A Sharp Universality Dichotomy for the Free Energy of Spherical Spin Glasses
Taegyun Kim
TL;DR
The paper establishes a sharp universality dichotomy for the quenched free energy of spherical spin glasses under heavy-tailed disorder, identifying subcritical, critical, and supercritical regimes relative to the tail exponent $\alpha$ and interaction order $p$. It introduces a tail-adapted normalization that interpolates between Gaussian scaling and extreme-value scaling, and uses a non-intersecting monomial (NIM) reduction to capture extremal-dominant behavior, together with a TAP-type variational formula at criticality that balances spike and bulk contributions. For mixed spherical models, the authors derive a unified TAP-type variational representation that accounts for mixtures of heavy-tailed and finite-moment layers, yielding a complete universality classification of the quenched free energy across tail exponents. The work connects extremes, bulk Parisi universality, and slice-wise covariance shifts to provide a comprehensive framework for understanding when extremal couplings govern thermodynamics versus when Gaussian Parisi behavior dominates, with potential implications for high-dimensional optimization and inference in heavy-tailed landscapes.
Abstract
We study the free energy for pure and mixed spherical $p$-spin models with i.i.d.\ disorder. In the mixed case, each $p$-interaction layer is assumed either to have regularly varying tails with exponent $α_p$ or to satisfy a finite $2p$-th moment condition. For the pure spherical $p$-spin model with regularly varying disorder of tail index $α$, we introduce a tail-adapted normalization that interpolates between the classical Gaussian scaling and the extreme-value scale, and we prove a sharp universality dichotomy for the quenched free energy. In the subcritical regime $α<2p$, the thermodynamics is driven by finitely many extremal couplings and the free energy converges to a non-degenerate random limit described by the NIM (non-intersecting monomial) model, depending only on extreme-order statistics.

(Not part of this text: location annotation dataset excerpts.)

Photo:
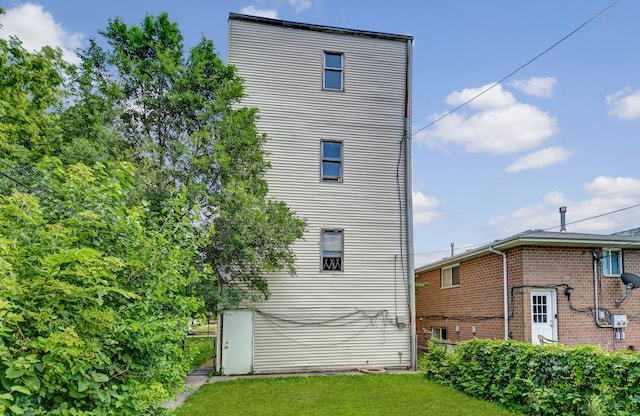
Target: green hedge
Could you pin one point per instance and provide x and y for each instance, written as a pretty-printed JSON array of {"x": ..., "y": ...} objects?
[{"x": 534, "y": 380}]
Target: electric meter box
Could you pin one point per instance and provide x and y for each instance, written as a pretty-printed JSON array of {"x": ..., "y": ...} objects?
[{"x": 619, "y": 321}]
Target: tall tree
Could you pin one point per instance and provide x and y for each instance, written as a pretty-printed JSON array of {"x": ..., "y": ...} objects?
[
  {"x": 177, "y": 116},
  {"x": 93, "y": 308}
]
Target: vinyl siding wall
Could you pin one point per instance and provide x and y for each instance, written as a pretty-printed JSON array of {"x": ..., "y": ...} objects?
[{"x": 320, "y": 319}]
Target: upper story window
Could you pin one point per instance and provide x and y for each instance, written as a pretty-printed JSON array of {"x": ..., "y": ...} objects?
[
  {"x": 333, "y": 78},
  {"x": 611, "y": 262},
  {"x": 332, "y": 250},
  {"x": 331, "y": 161},
  {"x": 450, "y": 276}
]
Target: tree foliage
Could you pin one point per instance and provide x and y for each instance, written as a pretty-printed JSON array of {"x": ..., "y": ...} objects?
[
  {"x": 129, "y": 187},
  {"x": 93, "y": 307},
  {"x": 177, "y": 116}
]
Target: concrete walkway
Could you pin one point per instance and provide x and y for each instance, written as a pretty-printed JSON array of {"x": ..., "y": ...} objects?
[{"x": 193, "y": 382}]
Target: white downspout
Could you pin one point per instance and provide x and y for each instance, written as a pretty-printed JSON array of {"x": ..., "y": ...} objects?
[
  {"x": 408, "y": 213},
  {"x": 505, "y": 290}
]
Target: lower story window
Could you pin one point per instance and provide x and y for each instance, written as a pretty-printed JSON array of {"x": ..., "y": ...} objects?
[
  {"x": 332, "y": 250},
  {"x": 440, "y": 333}
]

At the critical exponent $α=2p$, we obtain a random one-dimensional TAP-type variational formula capturing the coexistence of an extremal spike and a universal Gaussian bulk on spherical slices. In the supercritical regime $α>2p$ (more generally, under a finite $2p$-th moment assumption), the free energy is universal and agrees with the deterministic Crisanti--Sommers/Parisi value of the corresponding Gaussian model, as established in [Sawhney-Sellke'24]. We then extend the subcritical and critical results to mixed spherical models in which each $p$-layer is either heavy-tailed with $α_p\le 2p$ or has finite $2p$-th moment. In particular, we derive a TAP-type variational representation for the mixed model, yielding a unified universality classification of the quenched free energy across tail exponents and mixtures.